Personal information
- Full name: William Freney
- Date of birth: 4 November 2005 (age 20)
- Height: 1.78 m (5 ft 10 in)
- Position: Central midfielder

Team information
- Current team: Perth Glory
- Number: 27

Youth career
- 2010–2014: Camden Falcons
- 2014–2016: Marconi Stallions
- 2016–2023: Western Sydney Wanderers
- 2023–2024: Macarthur FC
- 2024–2025: Perth Glory

Senior career*
- Years: Team / Apps / (Gls)
- 2024–: Perth Glory / 34 / (0)

International career^{‡}
- 2023: Australia U20 / 2 / (2)

= Will Freney =

Australian association football player (born 2005)

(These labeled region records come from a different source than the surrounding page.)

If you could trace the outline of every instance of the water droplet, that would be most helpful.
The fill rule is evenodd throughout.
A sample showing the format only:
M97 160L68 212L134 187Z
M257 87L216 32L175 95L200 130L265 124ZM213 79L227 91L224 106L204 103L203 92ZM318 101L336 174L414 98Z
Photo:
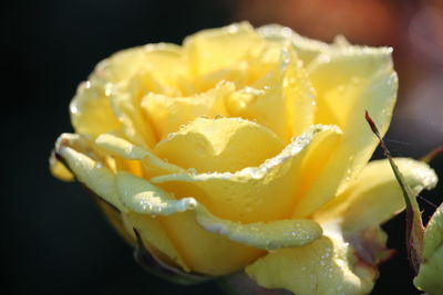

William Freney (/en/; born 4 November 2005) is an Australian soccer player who plays as a central midfielder for Perth Glory.

==Club career==
Raised in Elderslie in the suburbs of Sydney, Freney began playing at age 5 for Camden Falcons before joining Marconi Stallions and then the academy of Western Sydney Wanderers.

In June 2024, Freney moved from Macarthur FC's Bulls FC Academy of the National Premier Leagues NSW to a two-year scholarship contract with Perth Glory in A-League Men. He made his professional debut on 21 December in a 1–0 win away to Brisbane Roar, as a substitute for David Williams in added time. His first start came on 14 January 2025 in a 2–1 home loss to Western Sydney Wanderers. Local newspaper The West Australian judged that he coped well.

By February 2025, Freney was one of several young players who had transitioned into the first team at Perth Glory. He credited veterans such as captain Adam Taggart with aiding the step up.

==International career==
In January 2023, Freney was part of an Australia under-18 and under-19 schoolboys team that played friendlies away to their equivalents from the Republic of Ireland and Northern Ireland. He scored in a 2–1 loss in Dublin and a 3–1 win in Belfast.